The wire is in there, of course. You also get the correct sized crochet hook, the metal top for the lampshade and the base that is used to implement Yoola’s unique “invisible spool knitting” crochet technique. Additionally, you receive a CD that includes the video instructions and PDF written/ photo instructions to complete the project. (Or, if like me you no longer have a computer that has a CD drive, you can utilize a link with a private password to access your instructions.)
I had never done any kind of wire crochet work before. Additionally, the hook size for this project is tiny (.75 mm). And of course I needed to learn Yoola’s crochet method. So there was definitely a learning curve. But the learning was really fun. I like exploring new techniques, new ways to use a crochet hook and new materials. Yoola’s instructions were very clear and easy to follow and her voice on the instructional videos was really soothing to listen to. I liked learning from her.
Notably, the wire crochet lampshade is one of the most advanced projects in Yoola’s shop. You can purchase kits for much simpler projects, like wire crochet jewelry, if this one seems daunting!
But I was able to work with this kit even though I didn’t have any wire crochet background. The pattern instructions provide lots of information about working with metal wire including tips about wire type and gauge, information on changing wire temperature, stretching wire and handling the edges when working with wire.
Yoola explains that the technique she uses to make these wire crochet projects isn’t really knitting or crochet. It utilizes a crochet hook but it also utilizes a special invisible spool, and Yoola suggests before you begin that you “put aside what you know about crochet and try to follow the instructions literally, as it is different from classic crochet.” This reminds me of all of those techniques in crochet that are kind of in between crochet and knitting – Tunisian crochet, broomstick lace, hairpin lace, double edged hook work. Yoola mentions that English isn’t her first language. The instructions are clear, but I mention that because in many other languages, there is not a word for knitting and a separate word for crochet; one word means the same thing. In any case, I learned the technique through a combination of the written instructions and video and found it really interesting.
How to Crochet a Wire Lampshade
Of course, I can’t give away everything in this post because you’ll need to get Yoola’s crochet kit for the full pattern, but here are some things I learned from her about how to crochet a wire lampshade. First of all, I learned a great tip at the beginning of the project:
Yoola lets us know that wire is going to try to get back into the shape that you’ve already formed it into. This means that you want to get the work right the first time, because frogging and reworking it is difficult. But it also means that wire crochet jewelry and projects like this lampshade will hold their shape really well when finished and are terrific durable projects.
Creating a Project Base
With these projects, you crochet yourself a base before you actually begin the project itself. So the first several rows of the project are eventually removed. It’s an interesting technique to implement.
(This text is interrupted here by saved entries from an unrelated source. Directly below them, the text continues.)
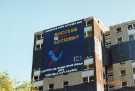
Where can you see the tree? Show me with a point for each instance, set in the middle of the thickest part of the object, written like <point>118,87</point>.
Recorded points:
<point>5,82</point>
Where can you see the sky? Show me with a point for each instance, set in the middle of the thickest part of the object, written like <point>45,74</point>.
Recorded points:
<point>19,19</point>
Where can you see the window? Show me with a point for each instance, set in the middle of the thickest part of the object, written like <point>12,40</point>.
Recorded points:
<point>131,37</point>
<point>85,80</point>
<point>123,72</point>
<point>119,40</point>
<point>51,86</point>
<point>118,29</point>
<point>134,70</point>
<point>124,84</point>
<point>129,27</point>
<point>65,83</point>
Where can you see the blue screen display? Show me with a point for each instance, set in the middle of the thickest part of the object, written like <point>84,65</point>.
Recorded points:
<point>64,50</point>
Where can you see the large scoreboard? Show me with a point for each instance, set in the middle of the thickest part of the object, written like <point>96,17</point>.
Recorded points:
<point>66,47</point>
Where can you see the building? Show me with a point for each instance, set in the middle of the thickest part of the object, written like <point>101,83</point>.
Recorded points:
<point>85,55</point>
<point>23,86</point>
<point>69,57</point>
<point>120,43</point>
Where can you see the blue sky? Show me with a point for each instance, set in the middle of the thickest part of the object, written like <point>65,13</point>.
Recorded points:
<point>19,19</point>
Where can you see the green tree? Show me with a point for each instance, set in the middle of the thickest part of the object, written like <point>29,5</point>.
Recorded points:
<point>5,82</point>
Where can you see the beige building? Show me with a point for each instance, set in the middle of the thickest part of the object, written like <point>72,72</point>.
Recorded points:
<point>121,74</point>
<point>92,64</point>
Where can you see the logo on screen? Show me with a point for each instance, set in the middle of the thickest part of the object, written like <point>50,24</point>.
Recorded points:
<point>54,55</point>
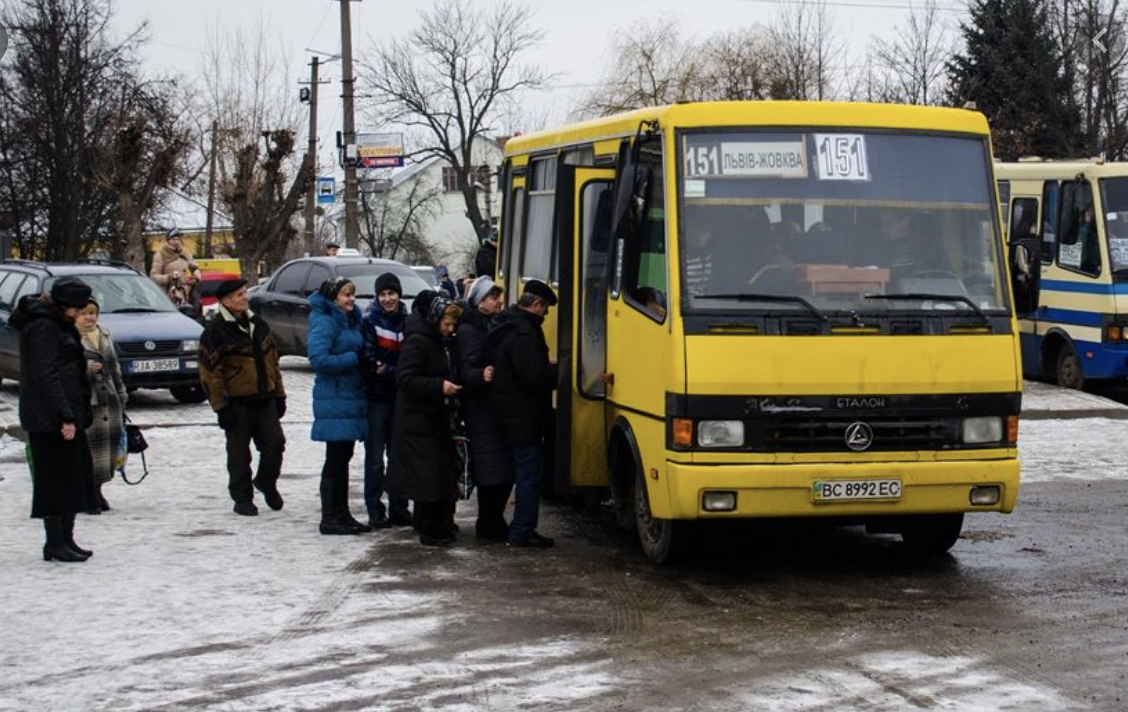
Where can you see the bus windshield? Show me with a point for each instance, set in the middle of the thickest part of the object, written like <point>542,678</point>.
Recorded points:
<point>1115,203</point>
<point>844,219</point>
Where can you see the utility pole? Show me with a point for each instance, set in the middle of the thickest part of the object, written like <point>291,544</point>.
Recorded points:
<point>352,222</point>
<point>211,192</point>
<point>311,193</point>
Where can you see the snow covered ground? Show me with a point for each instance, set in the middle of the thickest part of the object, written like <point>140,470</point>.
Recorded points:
<point>187,606</point>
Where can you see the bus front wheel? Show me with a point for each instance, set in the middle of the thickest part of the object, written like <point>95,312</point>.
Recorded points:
<point>663,541</point>
<point>1068,369</point>
<point>932,534</point>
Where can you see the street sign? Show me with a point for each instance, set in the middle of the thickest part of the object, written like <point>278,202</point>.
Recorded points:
<point>326,190</point>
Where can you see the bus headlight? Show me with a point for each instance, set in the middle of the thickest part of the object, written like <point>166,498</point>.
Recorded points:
<point>720,433</point>
<point>983,430</point>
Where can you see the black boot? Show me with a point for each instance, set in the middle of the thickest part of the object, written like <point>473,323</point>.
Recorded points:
<point>69,536</point>
<point>331,517</point>
<point>55,547</point>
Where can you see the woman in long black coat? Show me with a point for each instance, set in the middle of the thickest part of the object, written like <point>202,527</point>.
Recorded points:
<point>54,409</point>
<point>491,457</point>
<point>423,466</point>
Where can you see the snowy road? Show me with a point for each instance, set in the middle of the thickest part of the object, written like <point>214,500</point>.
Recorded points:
<point>186,606</point>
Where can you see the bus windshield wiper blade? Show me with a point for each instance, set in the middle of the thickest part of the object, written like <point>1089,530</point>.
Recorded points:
<point>781,298</point>
<point>922,296</point>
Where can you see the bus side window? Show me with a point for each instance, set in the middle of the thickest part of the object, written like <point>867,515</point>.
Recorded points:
<point>1050,195</point>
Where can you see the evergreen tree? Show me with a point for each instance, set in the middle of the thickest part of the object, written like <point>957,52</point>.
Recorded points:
<point>1012,70</point>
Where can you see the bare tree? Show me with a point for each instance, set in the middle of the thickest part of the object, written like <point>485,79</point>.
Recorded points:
<point>261,178</point>
<point>804,52</point>
<point>448,80</point>
<point>63,95</point>
<point>914,63</point>
<point>393,225</point>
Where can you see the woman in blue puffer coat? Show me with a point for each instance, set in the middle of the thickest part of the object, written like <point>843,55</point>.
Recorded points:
<point>340,407</point>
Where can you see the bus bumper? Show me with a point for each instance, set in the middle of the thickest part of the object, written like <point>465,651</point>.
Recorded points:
<point>789,490</point>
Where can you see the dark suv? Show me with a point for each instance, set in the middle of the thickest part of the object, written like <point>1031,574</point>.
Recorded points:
<point>283,301</point>
<point>158,346</point>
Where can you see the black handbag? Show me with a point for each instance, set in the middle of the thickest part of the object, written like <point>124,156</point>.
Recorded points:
<point>135,445</point>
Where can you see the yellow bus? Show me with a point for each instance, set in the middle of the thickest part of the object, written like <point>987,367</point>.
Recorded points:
<point>1073,308</point>
<point>774,310</point>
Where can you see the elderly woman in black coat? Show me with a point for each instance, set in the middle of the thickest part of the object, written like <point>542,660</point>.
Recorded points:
<point>54,409</point>
<point>423,466</point>
<point>490,454</point>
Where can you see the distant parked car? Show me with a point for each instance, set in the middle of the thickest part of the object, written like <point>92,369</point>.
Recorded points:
<point>283,301</point>
<point>158,345</point>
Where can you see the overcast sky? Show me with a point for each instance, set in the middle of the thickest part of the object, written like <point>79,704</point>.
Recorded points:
<point>576,33</point>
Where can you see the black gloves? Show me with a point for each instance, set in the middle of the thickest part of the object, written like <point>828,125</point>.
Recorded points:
<point>226,418</point>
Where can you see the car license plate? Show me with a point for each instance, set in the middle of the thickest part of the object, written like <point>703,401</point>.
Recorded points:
<point>846,490</point>
<point>156,365</point>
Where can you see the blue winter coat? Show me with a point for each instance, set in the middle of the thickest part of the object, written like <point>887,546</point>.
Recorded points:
<point>340,407</point>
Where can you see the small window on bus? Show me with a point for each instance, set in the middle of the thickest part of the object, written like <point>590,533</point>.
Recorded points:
<point>537,244</point>
<point>1050,198</point>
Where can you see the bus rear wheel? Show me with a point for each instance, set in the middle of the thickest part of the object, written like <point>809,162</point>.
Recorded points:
<point>663,541</point>
<point>1068,369</point>
<point>932,534</point>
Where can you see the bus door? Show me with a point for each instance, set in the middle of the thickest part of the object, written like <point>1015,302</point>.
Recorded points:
<point>583,240</point>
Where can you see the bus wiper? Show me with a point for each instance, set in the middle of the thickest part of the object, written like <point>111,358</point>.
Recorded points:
<point>922,296</point>
<point>755,297</point>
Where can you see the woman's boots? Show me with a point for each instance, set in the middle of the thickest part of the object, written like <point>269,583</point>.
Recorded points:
<point>60,530</point>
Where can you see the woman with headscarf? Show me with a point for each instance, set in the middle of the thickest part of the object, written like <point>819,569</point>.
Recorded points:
<point>340,407</point>
<point>108,398</point>
<point>490,454</point>
<point>423,466</point>
<point>54,409</point>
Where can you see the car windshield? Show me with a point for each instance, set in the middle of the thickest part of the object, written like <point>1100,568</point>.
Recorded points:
<point>126,291</point>
<point>363,275</point>
<point>1115,204</point>
<point>837,218</point>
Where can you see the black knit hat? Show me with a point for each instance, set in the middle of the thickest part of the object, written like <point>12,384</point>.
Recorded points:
<point>70,291</point>
<point>387,281</point>
<point>228,287</point>
<point>539,289</point>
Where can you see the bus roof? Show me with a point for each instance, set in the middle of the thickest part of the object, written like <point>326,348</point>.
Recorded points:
<point>801,114</point>
<point>1059,169</point>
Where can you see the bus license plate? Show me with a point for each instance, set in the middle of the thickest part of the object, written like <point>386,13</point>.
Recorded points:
<point>156,365</point>
<point>846,490</point>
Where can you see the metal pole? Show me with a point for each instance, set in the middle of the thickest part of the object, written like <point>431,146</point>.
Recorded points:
<point>211,193</point>
<point>311,194</point>
<point>352,223</point>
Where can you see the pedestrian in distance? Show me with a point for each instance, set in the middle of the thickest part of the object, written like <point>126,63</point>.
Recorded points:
<point>424,465</point>
<point>491,457</point>
<point>239,371</point>
<point>174,270</point>
<point>523,381</point>
<point>340,406</point>
<point>107,402</point>
<point>54,410</point>
<point>382,330</point>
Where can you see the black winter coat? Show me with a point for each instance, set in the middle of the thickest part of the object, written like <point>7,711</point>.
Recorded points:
<point>53,385</point>
<point>422,464</point>
<point>491,457</point>
<point>523,376</point>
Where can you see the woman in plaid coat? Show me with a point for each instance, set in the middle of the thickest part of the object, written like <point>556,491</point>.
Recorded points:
<point>107,398</point>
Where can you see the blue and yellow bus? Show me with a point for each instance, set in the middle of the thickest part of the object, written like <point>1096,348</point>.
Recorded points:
<point>1073,307</point>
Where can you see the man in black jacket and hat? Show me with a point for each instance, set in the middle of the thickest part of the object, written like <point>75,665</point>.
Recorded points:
<point>239,371</point>
<point>523,381</point>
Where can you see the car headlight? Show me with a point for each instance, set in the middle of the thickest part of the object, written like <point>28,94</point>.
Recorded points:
<point>983,430</point>
<point>720,433</point>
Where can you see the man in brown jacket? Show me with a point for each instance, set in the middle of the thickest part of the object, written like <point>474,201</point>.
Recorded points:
<point>239,372</point>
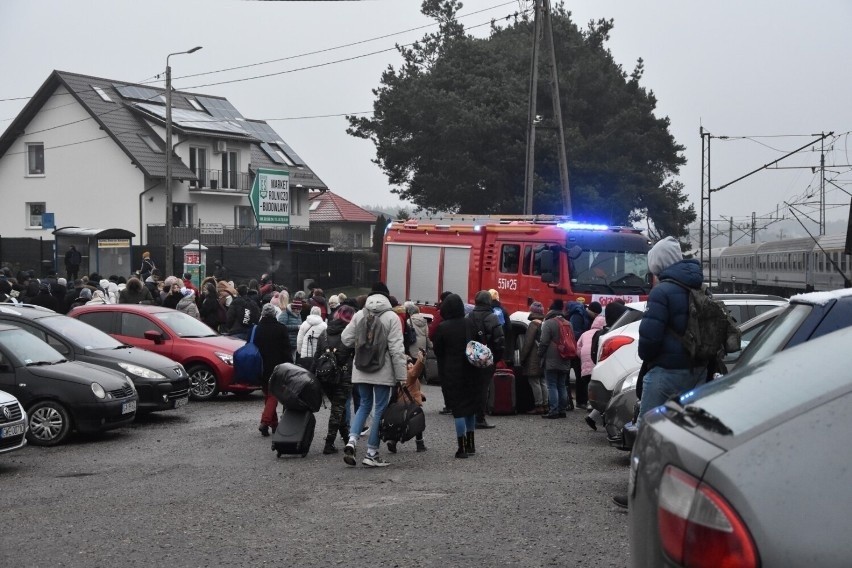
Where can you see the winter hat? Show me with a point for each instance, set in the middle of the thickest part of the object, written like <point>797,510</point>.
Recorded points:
<point>663,254</point>
<point>380,288</point>
<point>268,311</point>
Decreasing Crochet Stitches
The crochet stitches that are worked are essentially little chains on top of one another – not quite a single crochet technique but somewhat similar in terms of the process and design. Decreasing is worked like it typically is in crochet, by working the stitch into two stitches below at the same time. The method of working it is slightly different but I got the general feeling that I was crocheting when doing steps like this.
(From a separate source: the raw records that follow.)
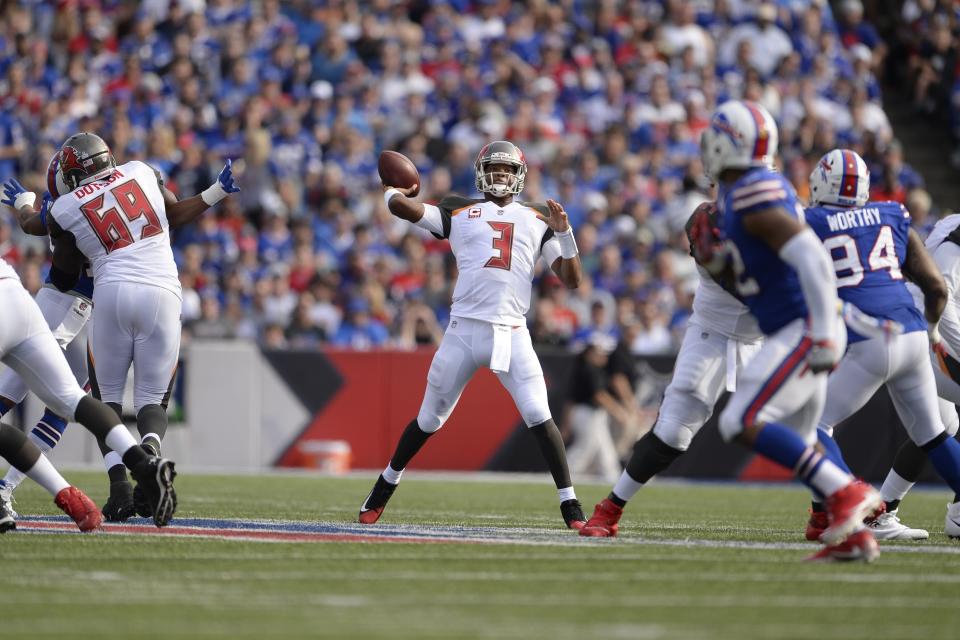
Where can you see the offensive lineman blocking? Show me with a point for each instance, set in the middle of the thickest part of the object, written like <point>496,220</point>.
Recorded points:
<point>496,242</point>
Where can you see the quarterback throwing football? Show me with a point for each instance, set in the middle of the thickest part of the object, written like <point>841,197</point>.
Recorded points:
<point>496,241</point>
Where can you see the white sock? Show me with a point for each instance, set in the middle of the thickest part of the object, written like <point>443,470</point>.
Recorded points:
<point>894,487</point>
<point>43,473</point>
<point>40,442</point>
<point>626,487</point>
<point>111,460</point>
<point>13,478</point>
<point>391,475</point>
<point>120,440</point>
<point>829,478</point>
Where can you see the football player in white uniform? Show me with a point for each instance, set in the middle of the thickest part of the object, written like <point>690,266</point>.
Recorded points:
<point>28,347</point>
<point>721,338</point>
<point>66,314</point>
<point>116,218</point>
<point>496,242</point>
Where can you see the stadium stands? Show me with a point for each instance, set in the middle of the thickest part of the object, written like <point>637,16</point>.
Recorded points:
<point>606,98</point>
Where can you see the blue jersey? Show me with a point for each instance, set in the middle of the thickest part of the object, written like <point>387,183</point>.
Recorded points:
<point>868,246</point>
<point>84,285</point>
<point>769,286</point>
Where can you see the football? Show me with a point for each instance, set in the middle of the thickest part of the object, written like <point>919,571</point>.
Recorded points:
<point>397,170</point>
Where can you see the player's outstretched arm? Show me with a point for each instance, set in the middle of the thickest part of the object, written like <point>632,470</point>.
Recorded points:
<point>401,205</point>
<point>921,269</point>
<point>22,201</point>
<point>183,212</point>
<point>567,267</point>
<point>799,246</point>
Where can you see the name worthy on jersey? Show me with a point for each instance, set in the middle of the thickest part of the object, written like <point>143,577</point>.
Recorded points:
<point>868,246</point>
<point>496,248</point>
<point>120,225</point>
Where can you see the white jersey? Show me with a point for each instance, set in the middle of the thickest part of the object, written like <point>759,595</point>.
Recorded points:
<point>7,270</point>
<point>716,309</point>
<point>496,250</point>
<point>120,225</point>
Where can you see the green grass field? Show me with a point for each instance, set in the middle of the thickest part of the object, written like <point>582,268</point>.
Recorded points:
<point>676,571</point>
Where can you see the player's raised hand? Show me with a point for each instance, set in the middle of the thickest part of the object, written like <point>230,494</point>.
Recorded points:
<point>557,218</point>
<point>226,178</point>
<point>404,191</point>
<point>15,195</point>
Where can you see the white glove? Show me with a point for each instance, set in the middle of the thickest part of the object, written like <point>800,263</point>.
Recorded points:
<point>823,356</point>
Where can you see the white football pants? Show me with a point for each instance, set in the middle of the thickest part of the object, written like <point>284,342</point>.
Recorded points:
<point>466,346</point>
<point>903,364</point>
<point>140,325</point>
<point>707,364</point>
<point>31,351</point>
<point>66,315</point>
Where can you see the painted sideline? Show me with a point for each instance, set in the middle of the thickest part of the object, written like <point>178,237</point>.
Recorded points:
<point>296,531</point>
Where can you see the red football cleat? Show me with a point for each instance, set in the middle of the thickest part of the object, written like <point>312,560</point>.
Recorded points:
<point>604,521</point>
<point>78,506</point>
<point>819,520</point>
<point>847,509</point>
<point>858,546</point>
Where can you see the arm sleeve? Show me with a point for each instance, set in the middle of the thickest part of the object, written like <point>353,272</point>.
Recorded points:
<point>432,221</point>
<point>805,253</point>
<point>947,257</point>
<point>550,248</point>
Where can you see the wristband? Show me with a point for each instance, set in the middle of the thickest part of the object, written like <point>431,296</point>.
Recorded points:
<point>213,194</point>
<point>388,194</point>
<point>25,199</point>
<point>568,244</point>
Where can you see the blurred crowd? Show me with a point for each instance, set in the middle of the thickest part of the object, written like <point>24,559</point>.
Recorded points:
<point>607,98</point>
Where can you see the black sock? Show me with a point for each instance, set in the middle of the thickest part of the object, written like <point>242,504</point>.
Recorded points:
<point>17,448</point>
<point>135,457</point>
<point>551,446</point>
<point>650,456</point>
<point>909,461</point>
<point>152,421</point>
<point>412,439</point>
<point>617,500</point>
<point>97,417</point>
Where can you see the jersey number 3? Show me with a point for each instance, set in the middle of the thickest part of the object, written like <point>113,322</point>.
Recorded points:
<point>846,258</point>
<point>111,228</point>
<point>502,244</point>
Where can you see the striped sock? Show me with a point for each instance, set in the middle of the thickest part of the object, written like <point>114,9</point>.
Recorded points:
<point>46,434</point>
<point>782,445</point>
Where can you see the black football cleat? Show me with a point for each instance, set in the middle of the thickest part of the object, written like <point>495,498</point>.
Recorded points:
<point>573,514</point>
<point>155,481</point>
<point>376,501</point>
<point>119,506</point>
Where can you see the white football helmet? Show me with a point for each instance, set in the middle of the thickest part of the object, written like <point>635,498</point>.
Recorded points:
<point>55,184</point>
<point>841,178</point>
<point>742,134</point>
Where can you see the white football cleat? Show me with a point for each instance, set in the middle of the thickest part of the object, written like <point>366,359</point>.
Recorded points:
<point>952,520</point>
<point>887,526</point>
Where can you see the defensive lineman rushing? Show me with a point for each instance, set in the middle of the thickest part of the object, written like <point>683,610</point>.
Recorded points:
<point>116,218</point>
<point>496,242</point>
<point>784,275</point>
<point>873,250</point>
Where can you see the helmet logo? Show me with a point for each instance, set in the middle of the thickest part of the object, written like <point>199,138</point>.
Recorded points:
<point>69,161</point>
<point>722,125</point>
Once you’ve worked it up, you use the tools and tips that Yoola has provided to turn into a working lamp. I can picture the lovely light that’s going to come through it. I’ll be honest in saying that I haven’t completed my own lamp yet. It’s in progress. I work on it a little bit at a time and then switch over to a chunky yarn blanket I’m working on as a Christmas present and work on that for a bit. I’ll update with finished photos when fully complete but wanted to let you know about the kit now in case it’s something you yourself want to get to make before the holidays!